Society: AGA
Background: Health status and expected mortality are important considerations in assessing the benefits of colorectal cancer (CRC) screening, particularly for older adults given that CRC screening is recommended for adults with life expectancy ≥10 years. We analyzed past-year CRC screening according to a 10-year mortality index among community-dwelling adults aged 65-84 years.

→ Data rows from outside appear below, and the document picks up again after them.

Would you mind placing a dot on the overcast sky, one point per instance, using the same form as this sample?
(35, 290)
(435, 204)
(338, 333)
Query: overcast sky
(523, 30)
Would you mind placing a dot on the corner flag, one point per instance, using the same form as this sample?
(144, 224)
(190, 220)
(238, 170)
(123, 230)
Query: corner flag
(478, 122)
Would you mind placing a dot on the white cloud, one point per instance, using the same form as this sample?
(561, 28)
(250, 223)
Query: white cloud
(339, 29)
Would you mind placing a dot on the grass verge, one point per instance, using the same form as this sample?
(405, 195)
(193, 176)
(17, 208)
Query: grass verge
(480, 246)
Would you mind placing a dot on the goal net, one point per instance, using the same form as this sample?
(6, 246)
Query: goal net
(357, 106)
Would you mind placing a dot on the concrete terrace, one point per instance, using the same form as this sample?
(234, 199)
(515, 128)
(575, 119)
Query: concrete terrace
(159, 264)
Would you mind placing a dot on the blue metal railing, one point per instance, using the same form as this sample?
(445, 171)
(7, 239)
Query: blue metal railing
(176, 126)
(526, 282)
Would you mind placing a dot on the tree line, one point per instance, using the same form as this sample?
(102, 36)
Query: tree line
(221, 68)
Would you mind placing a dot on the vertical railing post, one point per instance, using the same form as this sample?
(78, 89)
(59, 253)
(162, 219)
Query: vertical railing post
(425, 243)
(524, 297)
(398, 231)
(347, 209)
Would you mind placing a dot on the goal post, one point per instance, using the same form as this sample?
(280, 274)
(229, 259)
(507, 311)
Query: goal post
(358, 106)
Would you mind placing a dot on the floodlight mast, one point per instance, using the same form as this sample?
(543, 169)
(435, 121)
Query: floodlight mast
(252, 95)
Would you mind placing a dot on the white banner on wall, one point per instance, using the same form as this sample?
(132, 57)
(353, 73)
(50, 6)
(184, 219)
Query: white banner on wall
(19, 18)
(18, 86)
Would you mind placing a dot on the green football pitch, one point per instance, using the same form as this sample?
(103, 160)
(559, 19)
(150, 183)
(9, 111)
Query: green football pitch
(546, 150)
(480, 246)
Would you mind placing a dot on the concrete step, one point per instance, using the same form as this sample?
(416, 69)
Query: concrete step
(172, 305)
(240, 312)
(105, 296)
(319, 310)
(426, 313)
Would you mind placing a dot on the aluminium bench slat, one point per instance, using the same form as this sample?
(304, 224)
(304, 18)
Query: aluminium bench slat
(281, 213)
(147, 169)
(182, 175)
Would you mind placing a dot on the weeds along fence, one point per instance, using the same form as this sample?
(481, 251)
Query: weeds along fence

Methods: We estimated 10-year mortality risk using a validated index comprising age, sex, body mass index, smoking history, comorbidities (diabetes, cancer, chronic obstructive pulmonary disease), number of overnight admissions, perceived health status, and functional limitations (difficulty walking several blocks, instrumental activities of daily life dependency) among 40,842 adults aged 65-84 years in the nationwide National Health Interview Survey in survey years 2000, 2003, 2005, 2008, 2010, 2013, 2015, and 2018. The 10-year predicted mortality risk from the lowest to highest quintiles of risk index were 12%, 24%, 39%, 58%, and 79%, respectively. We assessed the receipt of past-year CRC screening, including invasive (colonoscopy and sigmoidoscopy) and non-invasive (CT colonography and stool-based tests) tests, within 12 months according to quintiles of mortality risk.
Results: Among adults aged 65-84 years, prevalence of past-year CRC screening did not differ by quintile of mortality risk index (23.7%, 25.0%, 24.1%, 22.8%, and 22.5%, respectively, from the lowest to highest quintile, p >0.05, Figure 1). Compared to adults in the lowest quintile of mortality index, adults in the highest quintile had similar odds of past-year screening (OR 0.94, 95% CI: 0.85-1.03, p >0.05). About one-quarter (27.9%) of past-year CRC screening occurred in those with 10-year mortality risk >50%. There were some differences in past-year CRC screening by quintiles of mortality risk across strata of age. For example, adults aged 75-79 years in the lowest mortality quintile had lower past-year CRC screening compared to adults aged 70-74 years in the highest mortality quintiles (18.1% vs. 26.5%, p <0.001). This pattern was consistent for invasive and non-invasive screening tests.
Conclusion: Past-year CRC screening does not differ according to expected 10-year mortality risk. Current age-based approaches to CRC screening may result in under-screening for older, healthier adults but over-screening for younger adults with comorbidities. These data have implications for optimal use of limited endoscopic capacity, as well as possible overdiagnosis. Personalized screening with incorporation of individual factors such as life expectancy should be considered when recommending CRC screening.

Figure 1. Past-year colorectal cancer screening uptake (A), invasive screening (B), and non-invasive screening (C) according to quintiles of mortality index and age group. Mortality index derived from Schonberg et al, J Am Geriatr Soc 2017;65:1310-5.